In the school, the boy obeys his elders. His demeanor is admired by teachers and every other kids love to frolic with him. He never dirties his dress, writes with immaculate handwriting, never loses his pencils and comes back home on time.

As soon as he is home, he grooms his hands and legs. Then sits for cartoon network channel and settles down on assigned home works. If he is unable to do on his own, instead of closing the book, he seeks help from the mother. When everything is done, he is headed for bed on time.

Even at home, he exhibits good conduct and wins his mothers’ heart. The mother feels lucky to have son like him.

But how many would believe a boy of seven to have all the aforementioned traits? Who would not find the boy losing pencils and dirtying his dress frequently? Will it be complete shock to see him return home with torn books and laddered socks? Let alone a boy of seven, even the grown-ups today are unable to catch hold of their own.

Then does it take a beating to mend the decadence of the child.
I have been witness to some parents going unmerciful on their little ones. Some even to the extent of passing obnoxious remarks like “bastard or dead meat”. And paradoxically, they talk of the child messing up in school when all is not well with his upbringing at home.

A recent scene from a mother to her son shook me badly. Given her decent education, the way she dealt her son was not at par. The boy had returned home with pencils lost and dress dirtied. He appeared tensed. Everything was disordered. Moreover, to worsen the situation, he showed up home late than usual.

“What makes you late today?” rang the voice coarsely with harsh pull of the ear. The boy stooped and uttered nothing.

“Where is the geometry box?” “Ah…los….lost” came the quivering response.

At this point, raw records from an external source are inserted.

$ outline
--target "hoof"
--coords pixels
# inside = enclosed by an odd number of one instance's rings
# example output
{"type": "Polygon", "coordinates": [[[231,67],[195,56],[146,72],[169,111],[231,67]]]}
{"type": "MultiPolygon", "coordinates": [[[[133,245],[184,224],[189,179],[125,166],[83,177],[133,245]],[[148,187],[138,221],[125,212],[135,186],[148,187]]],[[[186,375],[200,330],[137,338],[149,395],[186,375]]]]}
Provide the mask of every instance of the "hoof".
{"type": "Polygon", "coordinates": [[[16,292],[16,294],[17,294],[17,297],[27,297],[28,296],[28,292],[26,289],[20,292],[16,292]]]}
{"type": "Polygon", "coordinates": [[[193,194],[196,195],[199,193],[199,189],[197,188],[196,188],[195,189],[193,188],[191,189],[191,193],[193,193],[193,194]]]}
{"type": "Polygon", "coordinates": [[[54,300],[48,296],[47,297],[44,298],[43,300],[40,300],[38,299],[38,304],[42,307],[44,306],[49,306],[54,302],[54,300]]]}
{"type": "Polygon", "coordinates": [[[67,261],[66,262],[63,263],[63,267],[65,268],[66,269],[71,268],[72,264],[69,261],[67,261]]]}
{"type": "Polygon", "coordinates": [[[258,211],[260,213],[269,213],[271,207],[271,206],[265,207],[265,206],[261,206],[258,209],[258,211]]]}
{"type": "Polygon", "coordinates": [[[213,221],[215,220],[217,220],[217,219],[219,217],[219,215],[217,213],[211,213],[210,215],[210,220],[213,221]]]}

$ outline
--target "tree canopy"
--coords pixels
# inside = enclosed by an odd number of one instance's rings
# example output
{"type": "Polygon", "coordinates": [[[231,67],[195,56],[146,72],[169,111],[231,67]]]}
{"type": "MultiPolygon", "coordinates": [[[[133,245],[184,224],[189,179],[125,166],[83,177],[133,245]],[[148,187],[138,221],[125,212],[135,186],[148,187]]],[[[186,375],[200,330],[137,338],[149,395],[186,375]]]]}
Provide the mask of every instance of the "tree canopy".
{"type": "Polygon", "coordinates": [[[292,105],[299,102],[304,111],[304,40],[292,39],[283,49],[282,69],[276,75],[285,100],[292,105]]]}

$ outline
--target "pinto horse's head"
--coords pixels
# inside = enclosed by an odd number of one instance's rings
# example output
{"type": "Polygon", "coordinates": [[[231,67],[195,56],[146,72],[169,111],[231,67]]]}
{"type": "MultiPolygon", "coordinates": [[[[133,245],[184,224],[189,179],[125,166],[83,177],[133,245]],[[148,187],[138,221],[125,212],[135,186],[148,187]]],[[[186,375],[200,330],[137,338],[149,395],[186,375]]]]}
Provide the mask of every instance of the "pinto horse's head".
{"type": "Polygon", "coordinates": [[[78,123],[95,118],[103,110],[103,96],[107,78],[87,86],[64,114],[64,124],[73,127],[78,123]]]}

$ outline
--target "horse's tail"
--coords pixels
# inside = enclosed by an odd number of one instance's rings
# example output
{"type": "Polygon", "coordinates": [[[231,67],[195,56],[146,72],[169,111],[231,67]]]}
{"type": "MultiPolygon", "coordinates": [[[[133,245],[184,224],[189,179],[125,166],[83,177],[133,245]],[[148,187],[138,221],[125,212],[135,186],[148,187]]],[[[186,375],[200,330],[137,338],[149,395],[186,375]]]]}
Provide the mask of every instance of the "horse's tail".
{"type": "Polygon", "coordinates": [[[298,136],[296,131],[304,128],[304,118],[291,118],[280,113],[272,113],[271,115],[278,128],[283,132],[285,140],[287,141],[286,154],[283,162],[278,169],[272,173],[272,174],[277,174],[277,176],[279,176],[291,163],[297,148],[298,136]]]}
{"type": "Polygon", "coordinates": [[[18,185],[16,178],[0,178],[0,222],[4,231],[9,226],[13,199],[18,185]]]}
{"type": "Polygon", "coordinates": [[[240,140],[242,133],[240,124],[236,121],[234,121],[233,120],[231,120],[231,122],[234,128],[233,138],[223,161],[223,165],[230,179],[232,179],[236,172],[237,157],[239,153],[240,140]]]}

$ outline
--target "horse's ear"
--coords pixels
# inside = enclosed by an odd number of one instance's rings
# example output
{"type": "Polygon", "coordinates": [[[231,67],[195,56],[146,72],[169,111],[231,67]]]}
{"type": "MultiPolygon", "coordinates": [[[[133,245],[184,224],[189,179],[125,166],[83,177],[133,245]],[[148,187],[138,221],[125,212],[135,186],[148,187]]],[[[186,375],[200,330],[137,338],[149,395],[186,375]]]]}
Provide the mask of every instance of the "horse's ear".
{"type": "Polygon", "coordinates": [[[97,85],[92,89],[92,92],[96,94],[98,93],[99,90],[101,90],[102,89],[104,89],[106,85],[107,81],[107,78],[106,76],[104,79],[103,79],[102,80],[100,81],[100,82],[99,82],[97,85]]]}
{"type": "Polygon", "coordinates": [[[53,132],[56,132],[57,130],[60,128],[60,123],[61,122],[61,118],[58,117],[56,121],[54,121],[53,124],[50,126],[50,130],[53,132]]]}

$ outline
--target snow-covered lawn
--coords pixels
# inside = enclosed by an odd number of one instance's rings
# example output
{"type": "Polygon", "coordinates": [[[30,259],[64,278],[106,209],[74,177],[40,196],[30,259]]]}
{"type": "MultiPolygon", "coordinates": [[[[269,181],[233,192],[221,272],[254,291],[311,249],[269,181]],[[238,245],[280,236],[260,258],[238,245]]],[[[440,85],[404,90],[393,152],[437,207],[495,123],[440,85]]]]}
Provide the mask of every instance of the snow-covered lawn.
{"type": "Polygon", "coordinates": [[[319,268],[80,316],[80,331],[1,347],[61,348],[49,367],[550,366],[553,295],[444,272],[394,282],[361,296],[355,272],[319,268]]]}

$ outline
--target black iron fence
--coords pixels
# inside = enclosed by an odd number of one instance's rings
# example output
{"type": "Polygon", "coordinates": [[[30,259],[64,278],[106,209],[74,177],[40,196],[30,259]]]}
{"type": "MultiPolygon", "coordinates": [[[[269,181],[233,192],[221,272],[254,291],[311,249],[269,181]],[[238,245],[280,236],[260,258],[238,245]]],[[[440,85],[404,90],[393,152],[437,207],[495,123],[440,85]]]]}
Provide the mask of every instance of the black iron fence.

Then commenced the drama. Were it not been for me than she could have whipped the child. She went all filthy while the boy trembled helplessly. I couldn’t interject either, rather her American way made me flee the scene.

Soon I doubted that she had an unhealthy way of parenting. When enquired, she admitted honestly. Vexed by her traditional approach, I made a feeble attempt to convince her. I told her to daily guide the child and do away with abusing or maltreating. She responded positively and supposedly repented for the vulgar treatment.

I suggested her to treat him in a way he would like and not to inject much of fear as it would kill the seeds of confidence in him. She beamed with smiles and I was hopeful.